Zoja C, Donadelli R, Corna D, Testa D, Facchinetti D, Maffi R, Luzzana E, Colosio V, Bertani T, Remuzzi G
Mario Negri Institute for Pharmacological Research, Bergamo, Italy.
Am J Kidney Dis. 1997 Feb;29(2):254-64. doi: 10.1016/s0272-6386(97)90038-x.
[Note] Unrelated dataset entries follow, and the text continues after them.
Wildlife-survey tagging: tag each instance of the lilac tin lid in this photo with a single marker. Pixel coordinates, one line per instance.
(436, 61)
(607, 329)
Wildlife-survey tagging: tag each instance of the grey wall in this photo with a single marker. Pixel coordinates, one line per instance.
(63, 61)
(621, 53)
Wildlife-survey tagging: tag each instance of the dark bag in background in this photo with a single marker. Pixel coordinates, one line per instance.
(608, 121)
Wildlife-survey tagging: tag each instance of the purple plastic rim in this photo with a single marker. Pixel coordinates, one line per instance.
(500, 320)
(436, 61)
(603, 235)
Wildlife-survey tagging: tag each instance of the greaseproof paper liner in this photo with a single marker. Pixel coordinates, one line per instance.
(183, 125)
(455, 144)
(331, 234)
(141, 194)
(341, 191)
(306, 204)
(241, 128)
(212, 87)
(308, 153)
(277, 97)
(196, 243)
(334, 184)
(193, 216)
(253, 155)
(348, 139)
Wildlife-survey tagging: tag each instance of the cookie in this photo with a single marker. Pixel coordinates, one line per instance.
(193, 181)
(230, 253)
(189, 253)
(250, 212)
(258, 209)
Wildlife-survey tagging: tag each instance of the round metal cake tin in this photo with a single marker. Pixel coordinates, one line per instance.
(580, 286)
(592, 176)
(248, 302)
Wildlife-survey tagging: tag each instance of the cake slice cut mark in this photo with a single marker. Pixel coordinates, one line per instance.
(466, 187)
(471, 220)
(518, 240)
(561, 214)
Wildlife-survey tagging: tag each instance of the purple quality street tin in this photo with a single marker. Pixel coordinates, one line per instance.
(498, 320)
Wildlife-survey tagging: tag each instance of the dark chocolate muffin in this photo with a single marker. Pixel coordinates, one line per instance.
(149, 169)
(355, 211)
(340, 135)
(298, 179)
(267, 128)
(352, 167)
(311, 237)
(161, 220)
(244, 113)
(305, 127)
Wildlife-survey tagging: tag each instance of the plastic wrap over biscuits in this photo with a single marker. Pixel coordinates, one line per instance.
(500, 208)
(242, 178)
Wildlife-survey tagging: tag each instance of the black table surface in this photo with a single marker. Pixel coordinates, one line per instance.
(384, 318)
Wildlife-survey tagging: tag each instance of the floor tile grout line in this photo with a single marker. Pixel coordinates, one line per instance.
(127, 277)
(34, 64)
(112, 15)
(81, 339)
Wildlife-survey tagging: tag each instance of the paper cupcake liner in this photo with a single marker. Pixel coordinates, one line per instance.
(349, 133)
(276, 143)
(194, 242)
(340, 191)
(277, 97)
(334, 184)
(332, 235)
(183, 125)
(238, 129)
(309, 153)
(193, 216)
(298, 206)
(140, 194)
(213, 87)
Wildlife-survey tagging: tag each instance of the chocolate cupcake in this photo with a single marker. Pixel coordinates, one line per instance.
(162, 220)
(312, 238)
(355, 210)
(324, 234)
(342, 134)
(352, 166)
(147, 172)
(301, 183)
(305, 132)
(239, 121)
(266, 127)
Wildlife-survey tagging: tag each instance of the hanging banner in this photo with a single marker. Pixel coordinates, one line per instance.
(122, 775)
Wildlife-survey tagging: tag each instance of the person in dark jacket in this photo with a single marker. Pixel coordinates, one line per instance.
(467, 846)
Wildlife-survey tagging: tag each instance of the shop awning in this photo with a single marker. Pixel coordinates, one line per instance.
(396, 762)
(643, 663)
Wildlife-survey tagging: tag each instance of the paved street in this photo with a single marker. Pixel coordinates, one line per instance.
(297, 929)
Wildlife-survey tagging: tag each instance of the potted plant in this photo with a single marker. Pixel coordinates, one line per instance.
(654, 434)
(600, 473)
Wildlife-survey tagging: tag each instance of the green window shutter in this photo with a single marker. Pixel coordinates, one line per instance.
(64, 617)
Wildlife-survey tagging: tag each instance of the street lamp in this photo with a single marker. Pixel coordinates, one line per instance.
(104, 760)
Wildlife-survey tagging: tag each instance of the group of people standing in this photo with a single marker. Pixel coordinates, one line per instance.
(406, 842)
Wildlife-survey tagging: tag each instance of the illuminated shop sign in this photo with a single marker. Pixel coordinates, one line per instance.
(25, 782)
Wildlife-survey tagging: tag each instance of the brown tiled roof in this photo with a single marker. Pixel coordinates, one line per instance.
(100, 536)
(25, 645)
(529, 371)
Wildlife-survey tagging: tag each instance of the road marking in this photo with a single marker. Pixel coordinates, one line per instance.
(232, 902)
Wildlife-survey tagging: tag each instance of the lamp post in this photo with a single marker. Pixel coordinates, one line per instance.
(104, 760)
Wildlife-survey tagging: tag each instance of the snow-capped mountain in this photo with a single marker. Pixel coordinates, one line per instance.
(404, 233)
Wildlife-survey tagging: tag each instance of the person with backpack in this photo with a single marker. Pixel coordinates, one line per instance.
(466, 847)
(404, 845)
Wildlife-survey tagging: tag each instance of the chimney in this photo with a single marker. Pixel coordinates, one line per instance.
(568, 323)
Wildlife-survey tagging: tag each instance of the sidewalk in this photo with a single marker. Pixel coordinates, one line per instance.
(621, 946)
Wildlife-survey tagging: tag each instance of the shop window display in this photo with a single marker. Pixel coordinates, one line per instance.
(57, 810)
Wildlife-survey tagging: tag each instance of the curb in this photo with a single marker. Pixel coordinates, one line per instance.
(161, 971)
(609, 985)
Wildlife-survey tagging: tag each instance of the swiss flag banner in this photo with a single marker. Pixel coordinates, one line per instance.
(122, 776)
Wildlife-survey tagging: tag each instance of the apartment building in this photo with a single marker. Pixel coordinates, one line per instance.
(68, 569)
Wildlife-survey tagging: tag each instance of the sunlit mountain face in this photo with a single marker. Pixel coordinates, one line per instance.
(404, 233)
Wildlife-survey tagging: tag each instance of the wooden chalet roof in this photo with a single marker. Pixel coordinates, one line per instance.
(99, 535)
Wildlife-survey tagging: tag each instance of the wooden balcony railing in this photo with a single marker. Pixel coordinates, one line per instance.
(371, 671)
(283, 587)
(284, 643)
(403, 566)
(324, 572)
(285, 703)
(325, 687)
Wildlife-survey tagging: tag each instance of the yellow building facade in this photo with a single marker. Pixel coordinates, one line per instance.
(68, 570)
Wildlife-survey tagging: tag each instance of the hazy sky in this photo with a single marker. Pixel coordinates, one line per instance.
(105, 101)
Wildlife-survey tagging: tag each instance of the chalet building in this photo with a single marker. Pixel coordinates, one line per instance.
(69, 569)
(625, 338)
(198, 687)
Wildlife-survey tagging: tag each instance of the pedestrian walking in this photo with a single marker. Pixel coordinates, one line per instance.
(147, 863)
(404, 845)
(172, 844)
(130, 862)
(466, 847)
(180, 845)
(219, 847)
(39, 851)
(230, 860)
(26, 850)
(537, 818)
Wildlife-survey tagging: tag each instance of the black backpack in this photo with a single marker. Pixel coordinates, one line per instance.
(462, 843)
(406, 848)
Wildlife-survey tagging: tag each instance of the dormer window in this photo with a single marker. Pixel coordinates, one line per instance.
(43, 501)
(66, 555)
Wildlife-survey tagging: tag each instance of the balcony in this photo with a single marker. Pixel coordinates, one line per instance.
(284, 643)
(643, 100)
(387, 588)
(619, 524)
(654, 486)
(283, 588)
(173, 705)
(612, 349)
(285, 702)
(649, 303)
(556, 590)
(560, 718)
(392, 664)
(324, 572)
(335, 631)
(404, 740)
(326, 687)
In several models of renal disease progression, angiotensin-converting enzyme (ACE) inhibitors reduced proteinuria and limited glomerulosclerosis, which suggested that reduction of renal angiotensin II (Ang II) activity is crucial for the preservation of glomerular structure and function. However, it cannot be ruled out that other hormonal systems, including inhibition of the bradykinin breakdown, also play a role. We compared the effects of chronic treatment with the ACE inhibitor lisinopril with those of a specific Ang II receptor antagonist, L-158,809, on proteinuria and renal injury in passive Heymann nephritis (PHN), a model of immune renal disease that closely resembles human membranous nephropathy, with long-lasting proteinuria followed by tubulointerstitial damage and glomerulosclerosis. Passive Heymann nephritis was induced with 0.5 mL/100 g of rabbit anti-Fx1A antibody in 24 male Sprague-Dawley rats. The animals were divided into three groups of eight rats each, and were given the following in the drinking water on a daily basis: lisinopril (40 mg/L), L-158,809 (50 mg/L), or no therapy. Treatment started at day 7 (proteinuria was already present) and lasted 12 months. Eight normal rats were used as controls. Untreated PHN rats developed hypertension, while rats with PHN given lisinopril or L-158,809 all had systolic blood pressure values even lower than those of normal rats. Urinary protein excretion progressively increased with time in untreated PHN rats, who developed tubulointerstitial damage and glomerulosclerosis. Both lisinopril and L-158,809 exhibited a potent antiproteinuric effect and preserved glomerular and tubular structural integrity at a similar extent. Renal gene expression of transforming growth factor-beta and extracellular matrix proteins was also effectively reduced by the two treatments. These results indicate that ACE inhibitors and Ang II receptor antagonists are equally effective in preventing renal injury in PHN and suggest that the renoprotective effects of ACE inhibitors in this model are solely due to inhibition of Ang II.
在几种肾脏疾病进展模型中,血管紧张素转换酶(ACE)抑制剂可减少蛋白尿并限制肾小球硬化,这表明降低肾脏血管紧张素II(Ang II)活性对于维持肾小球结构和功能至关重要。然而,不能排除其他激素系统,包括抑制缓激肽降解,也发挥作用。我们比较了用ACE抑制剂赖诺普利和特异性Ang II受体拮抗剂L-158,809长期治疗对被动型Heymann肾炎(PHN)蛋白尿和肾损伤的影响,PHN是一种免疫性肾脏疾病模型,与人类膜性肾病非常相似,有持续性蛋白尿,随后出现肾小管间质损伤和肾小球硬化。给24只雄性Sprague-Dawley大鼠注射0.5 mL/100 g兔抗Fx1A抗体诱导被动型Heymann肾炎。将动物分为三组,每组8只大鼠,每天在饮用水中给予以下药物:赖诺普利(40 mg/L)、L-158,809(50 mg/L)或不进行治疗。治疗从第7天开始(此时蛋白尿已经出现),持续12个月。8只正常大鼠用作对照。未经治疗的PHN大鼠出现高血压,而给予赖诺普利或L-158,809的PHN大鼠收缩压值甚至低于正常大鼠。未经治疗的PHN大鼠尿蛋白排泄随时间逐渐增加,出现肾小管间质损伤和肾小球硬化。赖诺普利和L-158,809均表现出强大的抗蛋白尿作用,并在相似程度上维持肾小球和肾小管结构完整性。两种治疗方法还有效降低了转化生长因子-β和细胞外基质蛋白的肾脏基因表达。这些结果表明,ACE抑制剂和Ang II受体拮抗剂在预防PHN肾损伤方面同样有效,并表明ACE抑制剂在该模型中的肾脏保护作用完全归因于对Ang II的抑制。